Having collected sufficient inspiration from the people she had met and the places she had been to begin her writing, Jane’s life was interrupted when the family moved to Bath following the retirement of her father.
On her return to her beloved Hampshire countryside – first to Southampton, where the City of Southampton Society has commemorated Jane Austen’s association with their city in a Heritage Trail, which can either be followed occasionally in the company of a guide, or by picking-up a copy of the leaflet and following in the footsteps of Jane on a walk around The Old Town.
At the time when the Austen family lived there, Southampton was an old seaport with medieval streets tumbling down to a quay. It was also reinventing itself as a fashionable spa town – in much the same way that the city is currently undergoing a major transformation to bring it up-to-pace with the 21st century demands of its current day residents and visitors.
The trail itself highlights nine key locations within the remains of the old city walls which have strong associations with Jane Austen either at the time of her living there, or else in her earlier life.
A little more than two years later they would be living happily in Chawton, and Jane would be relaxed – and most importantly of all – writing again.
Sadly, illness started to shape her life in her final years, but she recovered sufficiently to revise and complete Persuasion, which would be later published posthumously along with Northanger Abbey.
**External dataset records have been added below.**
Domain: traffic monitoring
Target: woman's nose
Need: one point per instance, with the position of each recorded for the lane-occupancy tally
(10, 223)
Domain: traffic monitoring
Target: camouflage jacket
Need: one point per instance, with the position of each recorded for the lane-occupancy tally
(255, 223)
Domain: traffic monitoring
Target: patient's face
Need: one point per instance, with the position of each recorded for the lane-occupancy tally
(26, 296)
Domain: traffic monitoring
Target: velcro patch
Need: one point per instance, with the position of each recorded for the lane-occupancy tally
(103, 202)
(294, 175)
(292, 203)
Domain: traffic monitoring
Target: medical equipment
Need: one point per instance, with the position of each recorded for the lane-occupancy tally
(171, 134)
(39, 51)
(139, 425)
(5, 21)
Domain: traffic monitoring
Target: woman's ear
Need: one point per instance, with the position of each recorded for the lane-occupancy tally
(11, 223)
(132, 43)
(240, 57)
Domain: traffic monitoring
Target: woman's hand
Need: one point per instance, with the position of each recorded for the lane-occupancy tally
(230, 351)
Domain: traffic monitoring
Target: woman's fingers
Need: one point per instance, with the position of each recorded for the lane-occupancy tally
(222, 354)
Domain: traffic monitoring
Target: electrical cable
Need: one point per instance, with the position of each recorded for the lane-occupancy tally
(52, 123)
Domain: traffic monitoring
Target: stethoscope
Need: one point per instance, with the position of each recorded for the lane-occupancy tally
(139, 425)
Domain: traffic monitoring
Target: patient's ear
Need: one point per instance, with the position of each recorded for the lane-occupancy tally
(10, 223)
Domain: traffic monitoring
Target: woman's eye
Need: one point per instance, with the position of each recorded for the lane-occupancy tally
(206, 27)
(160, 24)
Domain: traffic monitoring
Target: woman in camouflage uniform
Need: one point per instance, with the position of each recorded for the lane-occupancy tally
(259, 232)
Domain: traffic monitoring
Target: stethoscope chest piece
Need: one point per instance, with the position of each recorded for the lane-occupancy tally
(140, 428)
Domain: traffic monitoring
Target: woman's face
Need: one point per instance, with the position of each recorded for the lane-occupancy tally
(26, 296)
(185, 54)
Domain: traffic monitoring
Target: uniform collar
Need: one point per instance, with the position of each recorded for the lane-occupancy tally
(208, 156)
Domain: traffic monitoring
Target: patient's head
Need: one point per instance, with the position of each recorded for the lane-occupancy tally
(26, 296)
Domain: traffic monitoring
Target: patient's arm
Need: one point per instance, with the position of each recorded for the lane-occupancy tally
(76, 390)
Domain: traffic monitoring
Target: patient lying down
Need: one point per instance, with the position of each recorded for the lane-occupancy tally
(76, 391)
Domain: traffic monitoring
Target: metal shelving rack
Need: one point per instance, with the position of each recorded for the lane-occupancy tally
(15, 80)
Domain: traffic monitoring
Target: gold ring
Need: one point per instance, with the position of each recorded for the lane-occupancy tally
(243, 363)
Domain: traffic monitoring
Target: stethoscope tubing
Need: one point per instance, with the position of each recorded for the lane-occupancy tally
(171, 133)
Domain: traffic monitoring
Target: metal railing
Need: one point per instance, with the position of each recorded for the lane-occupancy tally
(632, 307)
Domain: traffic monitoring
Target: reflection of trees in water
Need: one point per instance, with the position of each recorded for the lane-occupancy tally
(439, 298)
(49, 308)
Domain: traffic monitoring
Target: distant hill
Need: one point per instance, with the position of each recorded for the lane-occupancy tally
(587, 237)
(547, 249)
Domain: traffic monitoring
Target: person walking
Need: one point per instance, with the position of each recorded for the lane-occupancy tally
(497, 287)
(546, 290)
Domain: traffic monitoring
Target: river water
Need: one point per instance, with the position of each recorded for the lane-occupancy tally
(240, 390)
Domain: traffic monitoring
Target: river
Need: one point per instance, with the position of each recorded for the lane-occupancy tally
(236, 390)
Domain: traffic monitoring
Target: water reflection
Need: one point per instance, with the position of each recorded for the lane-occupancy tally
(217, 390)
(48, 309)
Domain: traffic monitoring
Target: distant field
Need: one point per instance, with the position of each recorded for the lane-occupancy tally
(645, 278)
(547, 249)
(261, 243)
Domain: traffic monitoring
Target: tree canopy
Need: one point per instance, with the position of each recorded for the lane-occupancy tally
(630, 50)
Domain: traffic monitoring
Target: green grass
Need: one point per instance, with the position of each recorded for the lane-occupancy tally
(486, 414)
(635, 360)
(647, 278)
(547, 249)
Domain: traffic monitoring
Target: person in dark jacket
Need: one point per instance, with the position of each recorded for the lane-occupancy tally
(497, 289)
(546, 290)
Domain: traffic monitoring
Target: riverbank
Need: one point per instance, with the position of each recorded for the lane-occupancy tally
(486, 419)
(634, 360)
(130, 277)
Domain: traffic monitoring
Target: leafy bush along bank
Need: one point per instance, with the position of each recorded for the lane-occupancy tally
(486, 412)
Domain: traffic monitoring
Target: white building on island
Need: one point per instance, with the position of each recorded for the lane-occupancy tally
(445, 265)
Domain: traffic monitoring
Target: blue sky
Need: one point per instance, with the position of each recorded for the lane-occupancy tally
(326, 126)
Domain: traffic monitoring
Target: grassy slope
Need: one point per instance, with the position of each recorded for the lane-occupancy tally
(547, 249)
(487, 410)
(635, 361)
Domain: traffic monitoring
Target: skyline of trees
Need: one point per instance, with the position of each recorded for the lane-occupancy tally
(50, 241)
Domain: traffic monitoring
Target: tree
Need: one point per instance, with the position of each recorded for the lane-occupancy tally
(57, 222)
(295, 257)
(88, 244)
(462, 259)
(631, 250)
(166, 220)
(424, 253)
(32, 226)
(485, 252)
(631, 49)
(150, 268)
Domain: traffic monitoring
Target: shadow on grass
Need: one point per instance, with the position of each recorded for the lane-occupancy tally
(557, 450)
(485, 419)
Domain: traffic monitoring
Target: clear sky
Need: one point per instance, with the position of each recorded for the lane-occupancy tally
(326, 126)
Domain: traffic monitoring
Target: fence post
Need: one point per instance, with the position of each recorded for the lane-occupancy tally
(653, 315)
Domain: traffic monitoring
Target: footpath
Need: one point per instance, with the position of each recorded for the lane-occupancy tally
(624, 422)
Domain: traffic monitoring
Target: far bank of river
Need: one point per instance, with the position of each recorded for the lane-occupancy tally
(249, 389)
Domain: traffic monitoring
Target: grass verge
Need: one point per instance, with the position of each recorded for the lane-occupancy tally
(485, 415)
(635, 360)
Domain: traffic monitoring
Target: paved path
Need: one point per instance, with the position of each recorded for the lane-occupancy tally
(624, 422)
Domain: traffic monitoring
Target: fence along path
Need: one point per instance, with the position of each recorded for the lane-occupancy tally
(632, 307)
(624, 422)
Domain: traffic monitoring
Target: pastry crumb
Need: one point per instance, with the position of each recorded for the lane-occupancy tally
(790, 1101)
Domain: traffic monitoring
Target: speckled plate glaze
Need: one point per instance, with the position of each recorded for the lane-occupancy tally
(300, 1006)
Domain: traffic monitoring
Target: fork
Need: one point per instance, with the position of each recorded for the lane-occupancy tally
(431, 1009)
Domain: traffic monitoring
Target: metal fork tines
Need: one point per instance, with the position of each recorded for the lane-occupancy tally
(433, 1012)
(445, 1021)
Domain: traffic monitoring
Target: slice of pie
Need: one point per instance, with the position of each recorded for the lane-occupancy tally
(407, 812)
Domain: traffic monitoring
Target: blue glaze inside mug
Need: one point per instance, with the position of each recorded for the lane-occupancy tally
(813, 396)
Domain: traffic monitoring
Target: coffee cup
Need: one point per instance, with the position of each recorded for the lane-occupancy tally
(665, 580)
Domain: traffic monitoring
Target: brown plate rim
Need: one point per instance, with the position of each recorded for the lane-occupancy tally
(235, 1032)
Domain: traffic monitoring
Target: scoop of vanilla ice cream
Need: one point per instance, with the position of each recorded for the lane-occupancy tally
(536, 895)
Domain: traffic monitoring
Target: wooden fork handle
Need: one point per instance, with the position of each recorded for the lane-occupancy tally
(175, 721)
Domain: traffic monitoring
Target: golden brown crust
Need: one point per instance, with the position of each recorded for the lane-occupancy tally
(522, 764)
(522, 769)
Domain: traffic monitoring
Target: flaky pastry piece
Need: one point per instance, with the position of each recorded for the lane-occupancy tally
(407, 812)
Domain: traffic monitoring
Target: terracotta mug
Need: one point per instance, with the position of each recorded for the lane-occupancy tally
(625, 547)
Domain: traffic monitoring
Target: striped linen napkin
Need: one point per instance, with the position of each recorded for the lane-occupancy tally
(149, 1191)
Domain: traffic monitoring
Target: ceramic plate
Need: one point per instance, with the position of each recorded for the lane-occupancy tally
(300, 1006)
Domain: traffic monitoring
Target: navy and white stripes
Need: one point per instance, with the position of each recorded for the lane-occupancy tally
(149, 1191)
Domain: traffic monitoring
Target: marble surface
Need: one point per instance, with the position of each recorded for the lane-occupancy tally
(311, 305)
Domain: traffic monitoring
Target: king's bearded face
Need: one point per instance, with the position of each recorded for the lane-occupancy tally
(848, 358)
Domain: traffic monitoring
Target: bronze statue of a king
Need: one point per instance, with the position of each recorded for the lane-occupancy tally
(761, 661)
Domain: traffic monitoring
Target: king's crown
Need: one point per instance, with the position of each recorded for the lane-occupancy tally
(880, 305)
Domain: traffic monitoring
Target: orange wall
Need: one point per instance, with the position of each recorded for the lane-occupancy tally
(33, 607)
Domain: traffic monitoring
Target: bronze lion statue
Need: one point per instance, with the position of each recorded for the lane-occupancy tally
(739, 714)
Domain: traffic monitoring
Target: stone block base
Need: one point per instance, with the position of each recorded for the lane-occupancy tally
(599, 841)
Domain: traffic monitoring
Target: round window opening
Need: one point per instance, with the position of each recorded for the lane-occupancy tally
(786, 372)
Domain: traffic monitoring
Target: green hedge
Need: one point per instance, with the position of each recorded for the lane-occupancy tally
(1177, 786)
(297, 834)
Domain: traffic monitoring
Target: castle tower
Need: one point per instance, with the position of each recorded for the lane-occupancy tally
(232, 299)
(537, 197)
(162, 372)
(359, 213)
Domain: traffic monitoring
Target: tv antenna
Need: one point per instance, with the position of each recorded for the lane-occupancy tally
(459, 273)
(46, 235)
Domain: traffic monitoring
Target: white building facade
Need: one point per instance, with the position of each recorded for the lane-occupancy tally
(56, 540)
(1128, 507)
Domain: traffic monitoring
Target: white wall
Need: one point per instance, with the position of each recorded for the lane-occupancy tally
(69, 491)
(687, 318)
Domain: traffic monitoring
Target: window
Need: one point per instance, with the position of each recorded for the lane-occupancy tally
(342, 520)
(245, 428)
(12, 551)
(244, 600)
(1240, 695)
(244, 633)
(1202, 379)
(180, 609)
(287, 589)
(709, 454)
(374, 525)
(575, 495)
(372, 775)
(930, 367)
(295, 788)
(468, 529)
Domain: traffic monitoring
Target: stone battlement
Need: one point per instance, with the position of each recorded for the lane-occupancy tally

But after starting her seventh (unfinished) novel – Sanditon – her health once again started to fail, and she agreed to being moved to Winchester under the care of Giles Lyford, a surgeon at the County Hospital.
Lodgings were arranged for her and Cassandra there at 8 College Street in Winchester but she died on Friday 18th July 1817, and was buried in the north aisle of the Cathedral. While the inscription on her tomb makes no reference of her literary talent, a brass tablet was added at a later date confirming that she was “known to many by her writings”.